Proposal Details

Problem

I'm sure you get this a lot. I always wondered why ternary operators were not built into the language and found this https://golangdocs.com/ternary-operator-in-golang

I personally don't think that this

var result string
if ok {
    result = "success"
} else {
    result = "failure"
}

is easier to read than this

results := ok ? "success" : "failure"

Which makes me disagree that "makes the code easier to read" (in most cases)

Why?

  • 7 to 1 ratio in lines of code
  • Additional unnecessary nesting, so I have to disagree that makes the code easier to read.

When do ternary operators make statements harder to read?

  • If true/false values come from another function

E.g:

value := condition ? SomeFunctionWithALotOfVariables(someVariable1, someVariable2, someVariable3) : SomeOtherFunction()
  • Nested ternary operators

E.g:

value := condition ? valueIfTrue : ( anotherCondition ? value2 : value3 )
  • Convoluted condition

E.g:

value := (condition1 || condition) && !conditionFromFunction(someVar) ? valueIfTrue : valueIfFalse

But for simple values that come from either a constant or a variable already declared, the simplicity is undeniable.

Proposal

Allow ternary operators where the condition and true/false assignments have to come from variables or constants, never from functions or other nested ternary operators.

Example of some allowed expressions:

value := condition ? 1 : 0
const predefinedString = "someValue"

value := condition ? predefinedString : "hardCodedInLineString"

Example of complex expressions that could be simplified if needed:

Case for complex condition:

Instead of

value := (condition1 || condition2) && !conditionFromFunction(someVar) ? valueIfTrue : valueIfFalse

Declare the condition in a boolean variable first

condition := (condition1 || condition2) && !conditionFromFunction(someVar)

value := condition ? valueIfTrue : valueIfFalse

Case for complex values provider:

Instead of

value := condition ? SomeFunctionWithALotOfVariables(someVariable1, someVariable2, someVariable3) : SomeOtherFunction()
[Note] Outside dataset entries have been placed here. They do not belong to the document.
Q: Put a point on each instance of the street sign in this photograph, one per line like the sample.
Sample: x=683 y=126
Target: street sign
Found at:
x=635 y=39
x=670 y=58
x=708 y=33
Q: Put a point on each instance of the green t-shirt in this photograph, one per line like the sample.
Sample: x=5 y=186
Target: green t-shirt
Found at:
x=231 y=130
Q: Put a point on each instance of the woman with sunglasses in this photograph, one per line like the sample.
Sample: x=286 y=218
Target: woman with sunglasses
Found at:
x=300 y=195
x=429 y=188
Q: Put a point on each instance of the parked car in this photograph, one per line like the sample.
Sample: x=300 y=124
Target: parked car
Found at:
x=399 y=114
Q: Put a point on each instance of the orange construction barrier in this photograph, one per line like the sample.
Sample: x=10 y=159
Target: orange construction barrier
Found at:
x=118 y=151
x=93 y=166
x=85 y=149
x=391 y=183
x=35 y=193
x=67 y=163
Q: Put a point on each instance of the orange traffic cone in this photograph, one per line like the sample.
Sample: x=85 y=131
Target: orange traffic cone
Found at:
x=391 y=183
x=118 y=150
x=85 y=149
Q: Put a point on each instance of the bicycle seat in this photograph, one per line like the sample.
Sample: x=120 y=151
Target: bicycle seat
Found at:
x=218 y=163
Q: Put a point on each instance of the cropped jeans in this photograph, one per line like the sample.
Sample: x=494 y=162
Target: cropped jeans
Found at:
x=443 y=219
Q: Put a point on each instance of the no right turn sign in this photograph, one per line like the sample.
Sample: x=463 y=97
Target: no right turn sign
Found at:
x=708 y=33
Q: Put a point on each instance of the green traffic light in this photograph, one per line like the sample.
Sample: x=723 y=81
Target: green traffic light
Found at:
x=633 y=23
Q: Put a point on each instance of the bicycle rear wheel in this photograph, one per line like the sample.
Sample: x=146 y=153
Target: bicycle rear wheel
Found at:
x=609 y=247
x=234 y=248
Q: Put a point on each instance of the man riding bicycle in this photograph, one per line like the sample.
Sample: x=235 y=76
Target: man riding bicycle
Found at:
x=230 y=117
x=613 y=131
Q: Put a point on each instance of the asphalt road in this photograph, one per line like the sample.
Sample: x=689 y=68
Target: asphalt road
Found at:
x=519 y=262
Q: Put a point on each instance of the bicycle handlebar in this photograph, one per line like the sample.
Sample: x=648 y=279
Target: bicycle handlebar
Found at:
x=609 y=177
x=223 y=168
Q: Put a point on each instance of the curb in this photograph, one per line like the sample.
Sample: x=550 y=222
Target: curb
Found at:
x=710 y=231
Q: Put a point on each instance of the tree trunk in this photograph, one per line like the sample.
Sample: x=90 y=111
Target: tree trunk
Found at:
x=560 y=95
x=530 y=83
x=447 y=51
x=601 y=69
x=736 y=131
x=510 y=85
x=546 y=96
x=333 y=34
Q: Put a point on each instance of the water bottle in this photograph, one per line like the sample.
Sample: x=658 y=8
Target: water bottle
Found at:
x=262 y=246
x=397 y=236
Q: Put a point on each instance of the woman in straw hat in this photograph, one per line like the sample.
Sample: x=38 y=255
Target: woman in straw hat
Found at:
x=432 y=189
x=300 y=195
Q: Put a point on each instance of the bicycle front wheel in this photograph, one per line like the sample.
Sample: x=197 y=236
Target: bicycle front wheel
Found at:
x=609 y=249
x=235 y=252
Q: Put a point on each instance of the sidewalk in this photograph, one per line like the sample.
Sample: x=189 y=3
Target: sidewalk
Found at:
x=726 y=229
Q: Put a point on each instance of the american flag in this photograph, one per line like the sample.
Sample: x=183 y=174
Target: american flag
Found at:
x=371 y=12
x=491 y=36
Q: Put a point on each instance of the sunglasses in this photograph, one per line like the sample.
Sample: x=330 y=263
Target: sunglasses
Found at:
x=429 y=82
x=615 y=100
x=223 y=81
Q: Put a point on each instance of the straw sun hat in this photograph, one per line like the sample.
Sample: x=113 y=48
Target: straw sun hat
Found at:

Use a value provider function

var provider func() string

provider := condition ? providerIfTrue : providerIfFalse
value := provider()

Conclusion

Ternary operators can sometimes become complex, but this proposal prevents that from happening, the best of both worlds

The use of ternary operators should be a choice of the developer, people that don't like to use that can always go back to using if-else statements, I don't believe the reasoning behind the article is a good enough reason to take away the choice from developers. My 2 cents

Comment From: gabyhelp

Similar Issues

  • https://github.com/golang/go/issues/60502
  • https://github.com/golang/go/issues/31659
  • https://github.com/golang/go/issues/36288
  • https://github.com/golang/go/issues/23248
  • https://github.com/golang/go/issues/33171

(Emoji vote if this was helpful or unhelpful; more detailed feedback welcome in this discussion.)

Comment From: ianlancetaylor

Closing as a dup of several previous issues, as noted by gabyhelp.